[net.politics] Inflation in a Free Economy? Response to cliff

orb@whuxl.UUCP (SEVENER) (01/28/85)

> 
> > 2)how does Mr. Mc Kiernan intend to achieve a totally free market economy,
> >   one with no distortions of industrial monopoly power, local monopoly
> >   power, etc.?
> 
> "Industrial monopoly power" does not affect inflation.  Please name one time
> in the U.S.'s history that a industrial monopoly power induced inflation.
> 
 
There is a very recent example, not of an industrial monopoly, but a
commodity monopoly which virtually all econometricians agree increased
our whole economy's inflation rate by several percentage points:
namely OPEC's oil embargo.  The energy crunch had a great influence
on the general economic malaise of the 70's.  Now that it is over and
oil is temporarily in excess supply (partially due to the extreme slackening
of demand caused by the '82 recession) Americans have returned to their
energy-hog ways.  Eventually we will pay the price for not preparing for
energy conservation rather than vast non-renewable energy waste.  For
now we are having a wonderful joy-ride.
This present myopia reminds me of Paul Ehrlich's predictions a decade ago
that the world was in for massive famines.  But nothing was done, the
lack of as dire consequences as Ehrlich predicted led to neglect, and
finally pie in the sky corporate technocrats proclaimed that Ehrlich
was just a "philosopher of doom" and all would be wonderful!
Now, just as Ehrlich predicted, if not as soon as he predicted, we have
massive famines in Africa.
We will find ourselves in another energy crisis again as well.....
 
> Could it be when Alcoa Aluminum was prosecuted under the Sherman Anti-Trust
> act because it was "unfairly" using the latest technology to keep its costs
> and hence prices below those that the smaller companies were used to?

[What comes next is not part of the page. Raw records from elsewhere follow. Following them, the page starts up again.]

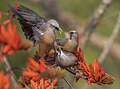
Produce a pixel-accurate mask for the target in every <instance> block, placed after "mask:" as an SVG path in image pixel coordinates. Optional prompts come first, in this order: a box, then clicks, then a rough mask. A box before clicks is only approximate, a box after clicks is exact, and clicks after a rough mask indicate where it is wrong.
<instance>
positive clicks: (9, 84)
mask: <svg viewBox="0 0 120 89" xmlns="http://www.w3.org/2000/svg"><path fill="white" fill-rule="evenodd" d="M0 89H10V75H9V74H6V75H4V73H3V72H2V71H0Z"/></svg>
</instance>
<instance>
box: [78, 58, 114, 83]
mask: <svg viewBox="0 0 120 89" xmlns="http://www.w3.org/2000/svg"><path fill="white" fill-rule="evenodd" d="M79 65H80V68H79V70H80V77H82V78H85V79H87V80H88V84H91V83H97V84H99V85H106V84H112V83H113V82H114V78H113V77H112V76H110V75H108V74H106V73H105V72H104V71H103V70H102V68H101V66H100V65H99V64H98V61H97V59H95V60H94V63H93V64H87V63H86V62H85V61H83V62H79Z"/></svg>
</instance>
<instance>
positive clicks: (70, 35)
mask: <svg viewBox="0 0 120 89" xmlns="http://www.w3.org/2000/svg"><path fill="white" fill-rule="evenodd" d="M69 34H70V40H71V39H72V38H73V37H74V38H75V39H76V40H77V39H78V32H77V31H74V30H72V31H69Z"/></svg>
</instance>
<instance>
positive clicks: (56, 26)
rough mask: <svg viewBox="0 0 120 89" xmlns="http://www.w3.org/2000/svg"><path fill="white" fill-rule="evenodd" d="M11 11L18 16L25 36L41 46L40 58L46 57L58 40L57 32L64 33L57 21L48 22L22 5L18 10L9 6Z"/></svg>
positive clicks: (18, 8)
mask: <svg viewBox="0 0 120 89" xmlns="http://www.w3.org/2000/svg"><path fill="white" fill-rule="evenodd" d="M8 6H9V8H10V10H11V11H12V12H13V13H14V14H15V15H17V17H18V20H19V23H20V25H21V27H22V30H23V32H24V35H25V36H26V38H27V39H29V40H30V41H32V42H33V44H34V45H37V44H39V51H38V52H39V56H40V57H43V56H46V55H47V54H48V53H49V51H50V50H51V49H52V48H53V45H54V42H55V40H56V36H55V30H58V31H59V32H60V33H62V29H61V28H60V27H59V24H58V22H57V21H56V20H53V19H50V20H48V21H47V20H46V19H44V18H43V17H41V16H39V15H38V14H37V13H35V12H34V11H32V10H30V9H28V8H27V7H24V6H22V5H20V6H19V7H18V8H17V9H16V8H14V7H13V6H11V5H8Z"/></svg>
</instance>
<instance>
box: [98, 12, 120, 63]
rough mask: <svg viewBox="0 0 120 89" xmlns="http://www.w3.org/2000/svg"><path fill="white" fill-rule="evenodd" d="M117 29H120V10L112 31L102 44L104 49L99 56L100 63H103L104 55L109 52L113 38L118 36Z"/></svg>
mask: <svg viewBox="0 0 120 89" xmlns="http://www.w3.org/2000/svg"><path fill="white" fill-rule="evenodd" d="M119 31H120V12H119V17H118V21H117V23H116V26H115V28H114V29H113V32H112V34H111V36H110V38H109V40H108V42H107V43H106V44H105V45H104V49H103V51H102V53H101V55H100V57H99V61H100V63H103V61H104V60H105V57H106V56H107V54H108V53H109V50H110V47H111V46H112V44H113V42H114V40H115V38H116V37H117V36H118V33H119Z"/></svg>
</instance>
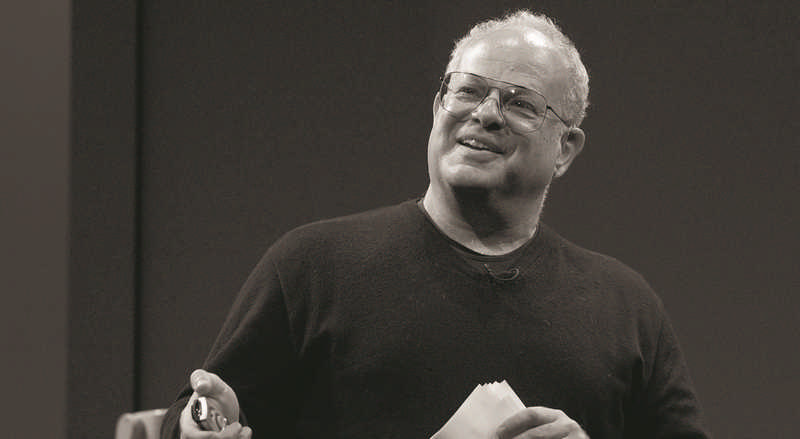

To cite one perhaps mistaken application of antitrust law does not prove
the law has not achieved some prevention of monopoly. I am quite sure
that the aluminum industry is another industry in which the top 3 or 4 firms
control 70% of the market.  So any antitrust actions may have prevented
monopoly- they have not prevented oligopoly power and the consequent
distortion of free market assumptions.